In order to find the vertex of the quadratic function \( y=4x^{2}+8x-3 \), convert this equation into vertex form by completing the square. Remember that \( x=h \) gives the x-coordinate of the vertex of the parabola. Starting with the given equation, rewrite it slightly to start completing the square, and group the terms with x in them: \( y=4(x^{2}+2x)-3 \). Now, add and subtract the square of half the coefficient of x inside the parentheses, then rearrange terms and factorise: \( y=4[(x+1)^{2}-1]-3 \) = \( 4(x+1)^{2}-4-3 \) = \( 4(x+1)^{2}-7 \).

Now that we have the function in vertex form, we can find the vertex of the parabola. The vertex is given by the values (h,k). In this case, h is the value that makes the term in the square bracket zero and k is the constant term at the end. Here, \( h=-1 \) and \( k=-7 \). Thus, the vertex of the parabola is (-1,-7).

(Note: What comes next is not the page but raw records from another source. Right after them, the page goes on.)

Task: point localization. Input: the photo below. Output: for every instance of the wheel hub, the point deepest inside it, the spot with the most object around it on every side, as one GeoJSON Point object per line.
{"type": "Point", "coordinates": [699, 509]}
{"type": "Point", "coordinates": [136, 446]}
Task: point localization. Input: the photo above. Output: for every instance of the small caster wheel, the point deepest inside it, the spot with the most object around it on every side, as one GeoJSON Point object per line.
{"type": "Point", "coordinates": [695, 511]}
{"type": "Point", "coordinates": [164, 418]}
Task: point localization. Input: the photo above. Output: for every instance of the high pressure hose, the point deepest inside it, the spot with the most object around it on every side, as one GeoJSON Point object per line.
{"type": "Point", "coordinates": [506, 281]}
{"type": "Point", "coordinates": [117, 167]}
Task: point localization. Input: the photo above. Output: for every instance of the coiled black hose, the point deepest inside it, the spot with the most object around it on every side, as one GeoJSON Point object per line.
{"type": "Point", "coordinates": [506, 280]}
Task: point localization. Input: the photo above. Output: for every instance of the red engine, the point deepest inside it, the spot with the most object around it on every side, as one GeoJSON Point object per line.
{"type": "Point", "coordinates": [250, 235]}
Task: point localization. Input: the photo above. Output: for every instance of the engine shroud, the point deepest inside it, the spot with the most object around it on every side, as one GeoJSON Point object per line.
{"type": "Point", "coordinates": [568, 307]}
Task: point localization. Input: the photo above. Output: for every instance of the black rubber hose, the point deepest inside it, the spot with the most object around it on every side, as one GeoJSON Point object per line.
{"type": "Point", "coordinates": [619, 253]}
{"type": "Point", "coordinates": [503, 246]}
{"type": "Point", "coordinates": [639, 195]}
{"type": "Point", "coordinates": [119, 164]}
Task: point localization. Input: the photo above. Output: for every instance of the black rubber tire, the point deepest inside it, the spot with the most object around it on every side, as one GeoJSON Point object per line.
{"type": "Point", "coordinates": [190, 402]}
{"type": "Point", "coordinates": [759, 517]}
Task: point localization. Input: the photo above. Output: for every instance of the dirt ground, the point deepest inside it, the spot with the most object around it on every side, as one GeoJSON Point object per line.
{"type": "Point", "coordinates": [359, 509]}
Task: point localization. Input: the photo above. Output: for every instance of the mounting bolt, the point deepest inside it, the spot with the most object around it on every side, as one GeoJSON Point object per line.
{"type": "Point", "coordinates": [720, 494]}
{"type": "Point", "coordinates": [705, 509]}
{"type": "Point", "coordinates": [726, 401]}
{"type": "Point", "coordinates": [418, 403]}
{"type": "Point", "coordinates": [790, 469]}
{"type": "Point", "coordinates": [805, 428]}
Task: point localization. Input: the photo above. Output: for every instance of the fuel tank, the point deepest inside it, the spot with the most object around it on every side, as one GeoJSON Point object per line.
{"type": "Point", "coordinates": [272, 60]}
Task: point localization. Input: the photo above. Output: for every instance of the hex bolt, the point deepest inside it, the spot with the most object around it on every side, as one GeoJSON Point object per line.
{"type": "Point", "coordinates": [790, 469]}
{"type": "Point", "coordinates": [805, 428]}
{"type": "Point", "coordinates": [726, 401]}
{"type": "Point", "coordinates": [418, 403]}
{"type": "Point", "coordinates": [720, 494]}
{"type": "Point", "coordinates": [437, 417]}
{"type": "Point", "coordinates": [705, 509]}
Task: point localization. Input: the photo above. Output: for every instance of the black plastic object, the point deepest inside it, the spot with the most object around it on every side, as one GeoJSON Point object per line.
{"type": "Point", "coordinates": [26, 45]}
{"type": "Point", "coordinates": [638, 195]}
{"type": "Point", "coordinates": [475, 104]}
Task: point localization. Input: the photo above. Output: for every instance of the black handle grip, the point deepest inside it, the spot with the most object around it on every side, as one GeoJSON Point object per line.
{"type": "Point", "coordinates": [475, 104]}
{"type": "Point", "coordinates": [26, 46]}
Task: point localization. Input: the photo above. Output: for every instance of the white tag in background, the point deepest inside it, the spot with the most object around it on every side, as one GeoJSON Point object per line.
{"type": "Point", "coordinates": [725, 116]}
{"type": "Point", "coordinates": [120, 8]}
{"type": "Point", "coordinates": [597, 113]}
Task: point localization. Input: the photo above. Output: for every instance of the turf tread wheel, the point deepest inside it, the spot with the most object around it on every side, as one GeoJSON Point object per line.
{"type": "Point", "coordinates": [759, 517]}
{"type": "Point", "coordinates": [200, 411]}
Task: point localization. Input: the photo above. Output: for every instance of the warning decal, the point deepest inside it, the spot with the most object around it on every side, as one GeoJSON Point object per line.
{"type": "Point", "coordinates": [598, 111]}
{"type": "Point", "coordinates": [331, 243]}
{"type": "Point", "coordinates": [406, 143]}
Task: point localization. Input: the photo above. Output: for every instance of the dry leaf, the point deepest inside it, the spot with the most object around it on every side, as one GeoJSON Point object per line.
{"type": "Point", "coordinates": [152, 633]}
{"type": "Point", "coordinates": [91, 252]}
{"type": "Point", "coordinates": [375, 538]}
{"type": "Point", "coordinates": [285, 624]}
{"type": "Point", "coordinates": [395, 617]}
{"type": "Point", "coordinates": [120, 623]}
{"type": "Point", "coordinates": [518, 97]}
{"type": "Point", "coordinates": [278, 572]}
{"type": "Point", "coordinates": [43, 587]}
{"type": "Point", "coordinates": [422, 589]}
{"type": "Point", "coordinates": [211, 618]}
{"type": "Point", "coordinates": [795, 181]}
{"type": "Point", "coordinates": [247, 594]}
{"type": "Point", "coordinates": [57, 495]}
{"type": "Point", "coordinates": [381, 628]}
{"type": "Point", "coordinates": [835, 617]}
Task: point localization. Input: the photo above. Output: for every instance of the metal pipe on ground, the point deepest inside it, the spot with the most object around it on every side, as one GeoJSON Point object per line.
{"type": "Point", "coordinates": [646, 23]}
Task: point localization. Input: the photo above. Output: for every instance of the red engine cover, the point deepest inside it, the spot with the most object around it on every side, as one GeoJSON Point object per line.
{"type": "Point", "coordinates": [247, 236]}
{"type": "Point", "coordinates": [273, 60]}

Since the coefficient of \( x^{2} \) is positive, the graph opens upwards and the vertex is a minimum point. Start by plotting the vertex (-1,-7). The axis of symmetry is the vertical line passing through the vertex, which is \( x=-1 \). Use the standard shape of a parabola as a guide and draw a curve passing through the vertex, opening upwards, symmetric about the line \( x=-1 \). Label the vertex point on the graph.